Workers often lose contact with clients after the client leaves a treatment centre. As well, uncoordinated service delivery can mean that clients must wait longer to get and benefit from services.

Sharing client information among service providers has raised concerns about privacy in First Nations communities. The proper ways to share information are often not in place. In smaller communities, where everyone knows each other, keeping information private can be hard to do.

>> Renewal Opportunities

• A well-defined system-wide approach to care facilitation, available at both community and regional levels. These approaches should:

º rely on evidence-based and culturally-relevant screening and assessment tools;
º seek to coordinate with relevant health and social services, based on the needs of clients and their families;
º respect existing confidentiality and privacy acts;
º promote access to training and resources for individuals who provide care facilitation;
º foster a system of support for the client within their social, family, and community;
º promote the development of partnerships with specialized services from other communities, provinces, or other jurisdictions; and
º include a focus on support for family members and other loved ones.

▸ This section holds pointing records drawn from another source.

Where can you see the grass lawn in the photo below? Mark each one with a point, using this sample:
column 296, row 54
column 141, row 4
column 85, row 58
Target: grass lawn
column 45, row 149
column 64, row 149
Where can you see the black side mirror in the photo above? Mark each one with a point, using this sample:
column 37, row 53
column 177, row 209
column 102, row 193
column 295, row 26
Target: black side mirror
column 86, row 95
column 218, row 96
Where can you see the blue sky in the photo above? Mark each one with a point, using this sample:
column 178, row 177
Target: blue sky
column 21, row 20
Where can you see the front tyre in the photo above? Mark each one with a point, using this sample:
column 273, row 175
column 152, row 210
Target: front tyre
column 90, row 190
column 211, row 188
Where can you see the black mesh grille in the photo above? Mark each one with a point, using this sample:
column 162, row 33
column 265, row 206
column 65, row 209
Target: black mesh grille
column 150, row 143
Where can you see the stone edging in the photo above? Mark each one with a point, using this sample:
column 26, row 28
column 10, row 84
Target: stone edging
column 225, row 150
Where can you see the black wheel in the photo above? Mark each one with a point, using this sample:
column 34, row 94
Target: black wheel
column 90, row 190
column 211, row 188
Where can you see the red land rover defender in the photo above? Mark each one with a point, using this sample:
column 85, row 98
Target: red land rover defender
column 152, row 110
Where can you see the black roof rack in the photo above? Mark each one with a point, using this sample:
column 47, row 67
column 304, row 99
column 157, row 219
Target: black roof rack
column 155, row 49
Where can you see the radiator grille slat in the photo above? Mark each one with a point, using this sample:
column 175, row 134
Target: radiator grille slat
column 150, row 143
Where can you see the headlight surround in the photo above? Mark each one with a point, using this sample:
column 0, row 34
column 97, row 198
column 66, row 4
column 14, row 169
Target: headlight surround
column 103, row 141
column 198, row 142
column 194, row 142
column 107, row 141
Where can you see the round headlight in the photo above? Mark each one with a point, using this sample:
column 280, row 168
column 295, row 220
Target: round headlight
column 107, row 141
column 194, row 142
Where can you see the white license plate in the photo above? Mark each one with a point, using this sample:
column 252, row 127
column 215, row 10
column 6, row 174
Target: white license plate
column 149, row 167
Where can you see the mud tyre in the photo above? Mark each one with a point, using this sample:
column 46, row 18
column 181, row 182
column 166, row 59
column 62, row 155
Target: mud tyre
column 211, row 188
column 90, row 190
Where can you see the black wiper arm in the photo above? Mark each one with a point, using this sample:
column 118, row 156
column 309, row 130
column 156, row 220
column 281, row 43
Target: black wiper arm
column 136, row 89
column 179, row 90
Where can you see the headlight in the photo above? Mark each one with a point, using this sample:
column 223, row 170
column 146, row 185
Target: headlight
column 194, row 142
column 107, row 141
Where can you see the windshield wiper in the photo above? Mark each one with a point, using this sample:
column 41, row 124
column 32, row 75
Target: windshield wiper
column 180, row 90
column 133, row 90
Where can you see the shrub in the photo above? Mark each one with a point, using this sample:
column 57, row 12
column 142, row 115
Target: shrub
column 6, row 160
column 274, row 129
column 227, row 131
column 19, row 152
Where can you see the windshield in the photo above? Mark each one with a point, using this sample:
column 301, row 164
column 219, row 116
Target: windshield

• Case managers from allied services who refer people to NNADAP services could receive cultural competency training, provided by a First Nations institute as this becomes increasingly more common across provincial health authorities.
• Standardized assessment tools and placement criteria would also contribute to increased information sharing and the use of available resources, such as referring people with the most severe issues to the most intensive treatment settings.
• A full and coordinated referral system that allows for referrals between on-reserve and off-reserve resources, and among mental health, addictions, and primary care services. This kind of system would also recognize the important role that community and family members play in care facilitation. The referrals would identify potential risks, drug use, client history (e.g., personal medical and impacts of colonization through intergenerational trauma), and other issues facing the client from a strengths- based perspective (especially cultural identity), to facilitate collaboration, information sharing, and care planning with all available supports.
• Increase awareness within communities of the range of available services and supports, including the eligibility criteria for accessing these services. Increased awareness of these services will help family and other social supports refer individuals to appropriate screening, assessment or intervention settings. This may involve something as simple as the development of a pamphlet that would be available within public areas.